All columns in the row about this application will be empty, except for the 'id' and 'name'.
* The fields of the 'rating_30d_percent' and 'rating_30d_count' columns can be empty if no one has left a review in the last 30 days.
* 'not_available_in_steam_now' is set in the 'price' column value if the app is no longer available in the Steam store.

Usually this situation is adjacent to the previous point.
* Some apps and DLCs may be missing tags.
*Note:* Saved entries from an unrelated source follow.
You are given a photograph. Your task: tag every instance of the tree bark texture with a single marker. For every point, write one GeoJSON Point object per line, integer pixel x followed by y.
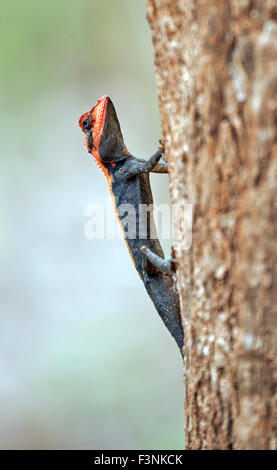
{"type": "Point", "coordinates": [217, 84]}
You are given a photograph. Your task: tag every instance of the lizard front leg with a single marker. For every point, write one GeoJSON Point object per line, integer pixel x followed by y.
{"type": "Point", "coordinates": [166, 266]}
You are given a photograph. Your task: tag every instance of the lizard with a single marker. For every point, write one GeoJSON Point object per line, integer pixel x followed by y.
{"type": "Point", "coordinates": [128, 179]}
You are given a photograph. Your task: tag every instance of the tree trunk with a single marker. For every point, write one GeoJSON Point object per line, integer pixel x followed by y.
{"type": "Point", "coordinates": [217, 84]}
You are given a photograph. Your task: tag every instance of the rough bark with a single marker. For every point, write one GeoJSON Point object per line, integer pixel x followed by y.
{"type": "Point", "coordinates": [217, 85]}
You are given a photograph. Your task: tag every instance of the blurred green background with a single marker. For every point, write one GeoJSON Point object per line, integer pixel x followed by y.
{"type": "Point", "coordinates": [85, 360]}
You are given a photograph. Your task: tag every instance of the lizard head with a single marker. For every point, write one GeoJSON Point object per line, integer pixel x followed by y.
{"type": "Point", "coordinates": [103, 137]}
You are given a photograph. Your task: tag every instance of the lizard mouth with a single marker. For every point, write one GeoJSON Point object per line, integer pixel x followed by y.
{"type": "Point", "coordinates": [92, 123]}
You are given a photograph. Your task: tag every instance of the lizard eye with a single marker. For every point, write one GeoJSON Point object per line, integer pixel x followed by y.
{"type": "Point", "coordinates": [86, 124]}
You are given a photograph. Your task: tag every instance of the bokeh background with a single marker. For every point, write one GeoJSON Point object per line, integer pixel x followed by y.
{"type": "Point", "coordinates": [85, 360]}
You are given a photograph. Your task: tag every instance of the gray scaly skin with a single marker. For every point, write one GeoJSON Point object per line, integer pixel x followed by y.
{"type": "Point", "coordinates": [128, 178]}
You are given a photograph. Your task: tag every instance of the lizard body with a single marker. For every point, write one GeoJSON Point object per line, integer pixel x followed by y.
{"type": "Point", "coordinates": [128, 179]}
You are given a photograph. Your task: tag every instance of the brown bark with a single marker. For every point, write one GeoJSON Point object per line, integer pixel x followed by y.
{"type": "Point", "coordinates": [217, 84]}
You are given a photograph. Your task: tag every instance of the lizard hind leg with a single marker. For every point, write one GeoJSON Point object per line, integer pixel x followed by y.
{"type": "Point", "coordinates": [166, 266]}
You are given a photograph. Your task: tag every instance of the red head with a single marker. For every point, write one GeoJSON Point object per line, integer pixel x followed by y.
{"type": "Point", "coordinates": [102, 132]}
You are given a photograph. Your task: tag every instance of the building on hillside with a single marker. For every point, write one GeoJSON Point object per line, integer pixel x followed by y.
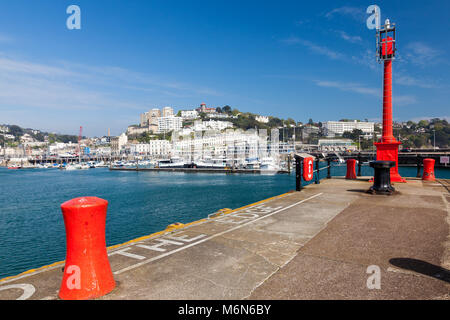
{"type": "Point", "coordinates": [168, 112]}
{"type": "Point", "coordinates": [153, 148]}
{"type": "Point", "coordinates": [117, 143]}
{"type": "Point", "coordinates": [336, 145]}
{"type": "Point", "coordinates": [262, 119]}
{"type": "Point", "coordinates": [204, 109]}
{"type": "Point", "coordinates": [150, 117]}
{"type": "Point", "coordinates": [333, 128]}
{"type": "Point", "coordinates": [26, 138]}
{"type": "Point", "coordinates": [166, 124]}
{"type": "Point", "coordinates": [189, 114]}
{"type": "Point", "coordinates": [200, 125]}
{"type": "Point", "coordinates": [308, 129]}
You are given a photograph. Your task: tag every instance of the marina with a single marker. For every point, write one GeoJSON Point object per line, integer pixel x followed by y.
{"type": "Point", "coordinates": [274, 247]}
{"type": "Point", "coordinates": [196, 153]}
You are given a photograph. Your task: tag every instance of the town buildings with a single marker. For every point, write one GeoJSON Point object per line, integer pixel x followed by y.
{"type": "Point", "coordinates": [333, 128]}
Most often this applies to various OSTs,
in which case the cell will be empty.
* If the release of the application, or DLC has not yet occurred, then the cells of the steam_release_date column will be marked "in the pipelane".

****

**[SteamAppInfoCSVJoiner, SteamDLCInfoCSVJoiner]**
* Collects the results of all successful instances of the past task and merges them into a new file containing statistics about applications.
* Fills in the empty cells 'nan'.

## Known Problems:
### FakeUserAgentError:
When a task tries to send a request to a page, a number of **fake-useragent errors** appear:
```text
FakeUserAgentError:
Error occurred during loading data. Trying to use cache server https://fake-useragent.herokuapp.com/browsers/0.1.11
...
urllib.error.HTTPError: HTTP Error 503: Service Unavailable
...
fake_useragent.errors.FakeUserAgentError: Maximum amount of retries reached
...
```
This is due to the outdated version of the fake-useragent.

**Solution:**

Update the fake-useragent with the terminal, or command line.
```bash
pip install fake-useragent --upgrade
```
### bs4.FeatureNotFound:
```text
raise FeatureNotFound:
bs4.FeatureNotFound: Couldn't find a tree builder with the features you requested: lxml. Do you need to install a parser library?
```
It looks like you don't have the lxml library installed.

**Solution:**

Install the lxml library with terminal, or command line.
```bash
pip install lxml
```

## Known Bugs:
* Applications that do not have a price receive as a value not 0, but literally emptiness.
* Sometimes it is not possible to scrape information about the publisher and developer of the application.
The value in the cell will be empty.

***

**Thank you** for your interest in my work.